A US study showed that: " adolescents consumed diets that were low in several essential vitamins and minerals and high in some nutrients related to increased incidence of chronic disease. There were groups of teens who had dietary patterns that placed them at especially high risk, in particular the black and Southern females. Vitamin A, vitamin E, calcium, magnesium, and zinc were the nutrients most often consumed below recommended levels. In addition the females consumed low levels of phosphorus and iron. Percent calories from total fat and saturated fat and mean sodium intakes were above recommended levels for the majority of the sample.
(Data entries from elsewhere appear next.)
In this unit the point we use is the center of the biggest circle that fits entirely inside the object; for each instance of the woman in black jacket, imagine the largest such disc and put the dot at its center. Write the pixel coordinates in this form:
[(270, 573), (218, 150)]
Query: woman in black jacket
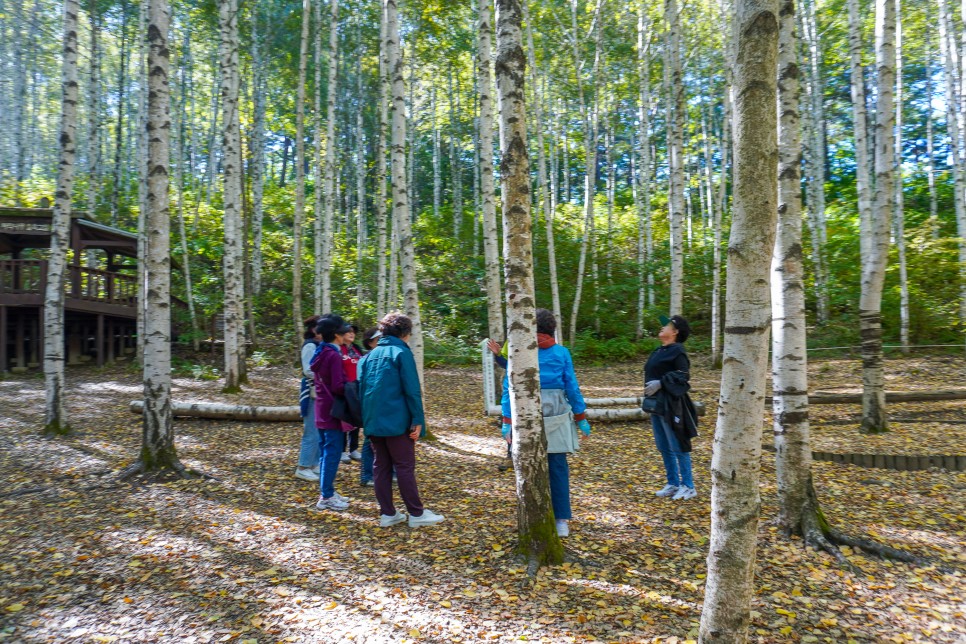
[(666, 376)]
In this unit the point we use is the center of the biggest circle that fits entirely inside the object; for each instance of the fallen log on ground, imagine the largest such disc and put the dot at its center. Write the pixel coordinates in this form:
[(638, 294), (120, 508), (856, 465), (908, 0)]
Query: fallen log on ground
[(222, 411), (822, 398)]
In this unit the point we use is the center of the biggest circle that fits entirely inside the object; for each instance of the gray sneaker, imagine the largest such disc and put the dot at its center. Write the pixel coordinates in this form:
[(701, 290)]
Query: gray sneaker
[(386, 521), (331, 503), (428, 517)]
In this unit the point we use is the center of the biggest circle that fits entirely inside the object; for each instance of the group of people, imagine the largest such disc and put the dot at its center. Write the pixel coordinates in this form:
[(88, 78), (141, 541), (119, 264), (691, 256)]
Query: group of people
[(383, 373), (388, 388)]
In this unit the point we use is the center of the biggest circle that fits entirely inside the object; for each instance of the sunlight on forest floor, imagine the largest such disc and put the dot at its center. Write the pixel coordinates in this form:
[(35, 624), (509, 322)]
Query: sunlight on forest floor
[(244, 558)]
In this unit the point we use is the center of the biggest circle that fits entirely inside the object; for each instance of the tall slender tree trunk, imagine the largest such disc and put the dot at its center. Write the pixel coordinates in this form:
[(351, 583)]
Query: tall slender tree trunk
[(319, 177), (874, 419), (542, 184), (299, 218), (178, 166), (55, 417), (676, 107), (900, 231), (93, 113), (789, 359), (399, 188), (590, 117), (231, 174), (815, 157), (381, 307), (157, 448), (537, 537), (735, 465), (258, 153), (930, 151), (330, 162), (491, 249), (119, 132)]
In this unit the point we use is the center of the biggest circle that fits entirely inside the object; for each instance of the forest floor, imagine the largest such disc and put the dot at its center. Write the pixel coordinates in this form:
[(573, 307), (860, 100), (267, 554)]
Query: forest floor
[(242, 557)]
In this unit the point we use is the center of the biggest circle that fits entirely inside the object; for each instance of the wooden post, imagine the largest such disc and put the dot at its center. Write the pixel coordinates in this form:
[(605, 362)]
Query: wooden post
[(99, 341)]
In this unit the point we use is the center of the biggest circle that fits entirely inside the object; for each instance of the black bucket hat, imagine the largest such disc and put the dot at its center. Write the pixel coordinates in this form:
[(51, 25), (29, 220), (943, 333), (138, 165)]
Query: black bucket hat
[(682, 326)]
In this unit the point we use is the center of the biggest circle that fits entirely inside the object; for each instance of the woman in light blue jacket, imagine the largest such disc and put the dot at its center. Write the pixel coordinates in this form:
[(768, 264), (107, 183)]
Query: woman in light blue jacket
[(559, 394)]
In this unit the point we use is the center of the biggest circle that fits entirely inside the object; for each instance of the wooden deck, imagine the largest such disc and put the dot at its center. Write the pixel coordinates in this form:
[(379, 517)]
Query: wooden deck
[(23, 283)]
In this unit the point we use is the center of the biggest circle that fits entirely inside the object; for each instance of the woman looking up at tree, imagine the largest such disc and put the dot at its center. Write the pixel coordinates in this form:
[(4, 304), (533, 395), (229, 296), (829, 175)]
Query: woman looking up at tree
[(560, 395), (329, 383), (666, 375)]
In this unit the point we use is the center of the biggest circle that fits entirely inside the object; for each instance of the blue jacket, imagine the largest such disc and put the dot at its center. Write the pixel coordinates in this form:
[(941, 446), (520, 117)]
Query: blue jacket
[(556, 372), (392, 400)]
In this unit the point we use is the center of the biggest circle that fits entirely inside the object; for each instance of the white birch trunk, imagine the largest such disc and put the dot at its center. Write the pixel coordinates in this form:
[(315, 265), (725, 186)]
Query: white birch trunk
[(675, 112), (793, 454), (900, 232), (735, 465), (319, 175), (537, 536), (93, 114), (381, 195), (491, 248), (299, 216), (643, 179), (55, 416), (258, 153), (542, 183), (157, 449), (330, 162), (874, 419), (231, 175), (399, 189)]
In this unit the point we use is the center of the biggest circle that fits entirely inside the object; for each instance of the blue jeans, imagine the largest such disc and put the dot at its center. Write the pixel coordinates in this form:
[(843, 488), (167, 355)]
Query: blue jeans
[(559, 485), (309, 451), (330, 446), (365, 472), (677, 464)]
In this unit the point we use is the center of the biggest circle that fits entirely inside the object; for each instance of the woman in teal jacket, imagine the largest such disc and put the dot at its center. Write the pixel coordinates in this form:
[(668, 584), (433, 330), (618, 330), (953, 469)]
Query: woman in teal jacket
[(393, 420), (559, 393)]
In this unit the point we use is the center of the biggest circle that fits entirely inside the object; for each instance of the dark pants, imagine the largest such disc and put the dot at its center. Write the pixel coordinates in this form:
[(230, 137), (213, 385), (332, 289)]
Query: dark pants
[(399, 453), (351, 440)]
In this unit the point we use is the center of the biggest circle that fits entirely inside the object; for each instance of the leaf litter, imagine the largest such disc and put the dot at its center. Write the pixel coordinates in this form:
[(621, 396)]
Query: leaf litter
[(242, 558)]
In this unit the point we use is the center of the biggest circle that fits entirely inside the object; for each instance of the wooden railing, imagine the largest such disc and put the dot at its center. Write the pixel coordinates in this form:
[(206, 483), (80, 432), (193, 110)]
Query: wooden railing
[(29, 277)]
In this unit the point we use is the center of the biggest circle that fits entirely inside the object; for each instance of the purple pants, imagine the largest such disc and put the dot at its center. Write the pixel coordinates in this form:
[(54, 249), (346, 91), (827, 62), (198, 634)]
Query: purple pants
[(399, 453)]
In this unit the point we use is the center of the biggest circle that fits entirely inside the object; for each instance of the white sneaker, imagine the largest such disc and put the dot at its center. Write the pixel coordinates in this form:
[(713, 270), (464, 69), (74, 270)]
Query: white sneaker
[(331, 503), (428, 517), (306, 474), (684, 493), (386, 521)]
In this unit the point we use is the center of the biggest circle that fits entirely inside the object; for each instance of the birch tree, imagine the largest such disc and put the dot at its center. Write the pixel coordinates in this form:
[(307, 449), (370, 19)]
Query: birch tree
[(299, 215), (875, 233), (400, 196), (231, 176), (330, 163), (735, 465), (789, 359), (537, 538), (55, 417), (491, 251), (381, 308), (157, 447), (675, 146)]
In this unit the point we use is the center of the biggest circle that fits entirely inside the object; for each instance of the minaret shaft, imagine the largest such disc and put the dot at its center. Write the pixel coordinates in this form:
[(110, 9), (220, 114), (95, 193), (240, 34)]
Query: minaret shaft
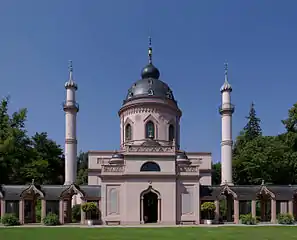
[(226, 111), (71, 108)]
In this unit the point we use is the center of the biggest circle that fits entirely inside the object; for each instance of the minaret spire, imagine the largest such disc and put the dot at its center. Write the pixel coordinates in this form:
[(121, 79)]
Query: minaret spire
[(150, 51), (70, 68), (71, 108), (226, 110), (226, 72)]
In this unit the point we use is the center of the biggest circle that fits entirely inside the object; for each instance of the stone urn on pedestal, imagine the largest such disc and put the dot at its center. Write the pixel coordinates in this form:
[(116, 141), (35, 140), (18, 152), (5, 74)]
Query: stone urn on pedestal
[(89, 208), (209, 209)]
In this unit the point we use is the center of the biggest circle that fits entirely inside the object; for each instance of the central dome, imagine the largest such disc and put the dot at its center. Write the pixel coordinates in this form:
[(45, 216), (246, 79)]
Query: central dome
[(149, 86), (150, 71)]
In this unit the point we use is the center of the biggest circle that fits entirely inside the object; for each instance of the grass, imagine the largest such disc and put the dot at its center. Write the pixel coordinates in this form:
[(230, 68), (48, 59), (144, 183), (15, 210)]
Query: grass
[(187, 233)]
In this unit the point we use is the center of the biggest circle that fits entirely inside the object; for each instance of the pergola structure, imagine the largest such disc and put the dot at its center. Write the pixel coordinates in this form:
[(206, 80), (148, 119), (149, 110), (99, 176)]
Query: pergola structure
[(21, 200), (270, 199)]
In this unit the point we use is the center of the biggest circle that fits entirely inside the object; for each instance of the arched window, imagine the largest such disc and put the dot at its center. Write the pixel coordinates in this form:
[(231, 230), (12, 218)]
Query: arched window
[(150, 167), (128, 132), (171, 134), (150, 130)]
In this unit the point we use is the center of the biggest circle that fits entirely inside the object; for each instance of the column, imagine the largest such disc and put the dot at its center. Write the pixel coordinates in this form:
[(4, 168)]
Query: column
[(229, 208), (273, 211), (159, 210), (69, 211), (236, 211), (254, 213), (291, 207), (43, 209), (141, 210), (21, 211), (82, 213), (217, 211), (199, 212), (61, 211), (3, 207)]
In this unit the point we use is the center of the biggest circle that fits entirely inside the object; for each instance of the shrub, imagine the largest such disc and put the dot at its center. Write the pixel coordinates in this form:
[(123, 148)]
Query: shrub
[(248, 219), (51, 219), (89, 208), (10, 219), (285, 218), (76, 213), (208, 208)]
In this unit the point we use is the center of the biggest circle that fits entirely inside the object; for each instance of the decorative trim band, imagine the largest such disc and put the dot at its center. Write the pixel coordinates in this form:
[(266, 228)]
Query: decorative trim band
[(227, 142), (70, 140)]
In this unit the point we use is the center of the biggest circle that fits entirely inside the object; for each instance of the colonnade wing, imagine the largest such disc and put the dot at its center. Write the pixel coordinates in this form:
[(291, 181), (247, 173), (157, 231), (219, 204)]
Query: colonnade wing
[(72, 190), (32, 191)]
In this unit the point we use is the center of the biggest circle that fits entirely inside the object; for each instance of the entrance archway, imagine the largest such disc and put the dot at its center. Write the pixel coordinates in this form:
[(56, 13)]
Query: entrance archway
[(150, 206)]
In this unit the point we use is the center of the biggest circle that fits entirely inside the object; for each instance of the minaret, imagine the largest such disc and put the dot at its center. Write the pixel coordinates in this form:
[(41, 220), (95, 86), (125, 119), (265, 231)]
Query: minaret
[(71, 108), (226, 111)]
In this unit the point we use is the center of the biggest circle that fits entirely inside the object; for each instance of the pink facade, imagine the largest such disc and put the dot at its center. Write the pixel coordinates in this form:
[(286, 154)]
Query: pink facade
[(149, 180)]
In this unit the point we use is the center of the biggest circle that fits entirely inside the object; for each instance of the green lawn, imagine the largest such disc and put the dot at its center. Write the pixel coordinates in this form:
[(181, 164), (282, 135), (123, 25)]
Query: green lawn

Another US report concluded: that 5% of Americans over age 65, or 1.5 million individuals, currently reside in the nation's 20,000 nursing homes; that nutritional deficiencies are common, frequently not recognized. and that opportunities for preventing or correcting under-nutrition exist. Another study concluded: despite eating supervision and assistance, the majority of eating-dependent nursing home residents (EDR) have inadequate intakes of numerous essential macro- and micronutrients. The deficient micronutrient intakes could be normalized by administration of a multivitamin/trace mineral supplement daily. Nevertheless, a minority of patients in nursing homes currently receive such a supplement. In the care of critically injured or ill patients improved nutrition through the use of supplements and enteral nutrient formulas is seen to be important.

"Micronutrients play a key role in many of the metabolic processes that promote survival from critical illness. For vitamins, these processes include oxidative phosphorylation, which is altered in the patient with systemic inflammation, and protection against mediators, in particular oxidants. Trace elements are essential for direct antioxidant activity as well as functioning as cofactors for a variety of antioxidant enzymes. Wound healing and immune function also depend on adequate levels of vitamins and trace elements Of extreme importance is the ease with which a deficiency state can develop in the critically ill because of decreased nutrient intakes and increased requirements. Daily intakes up to or exceeding many times the RDA usually are required. Attention to micronutrients is paramount both in optimizing the nutritional management of the critically ill and in the overall management of these patients. It also is essential in promoting positive outcomes and decreasing complications."

A paradox has emerged, many health professionals take supplements themselves but do not recommend them to their patients. Their better-informed and more affluent patients take the supplements anyway, and the patients who miss out are the most likely to be malnourished.

Various studies have polled different populations to define the prevalence of supplement use. In the USA The FDA Vitamin and Mineral supplement use survey in 1980 found that 42% of adults use some supplement. A repeat of this survey on 1896 showed that 38% were users. Subsequent studies show supplement use hovering at about the same incidence; infrequent or occasional users always out-number regular users.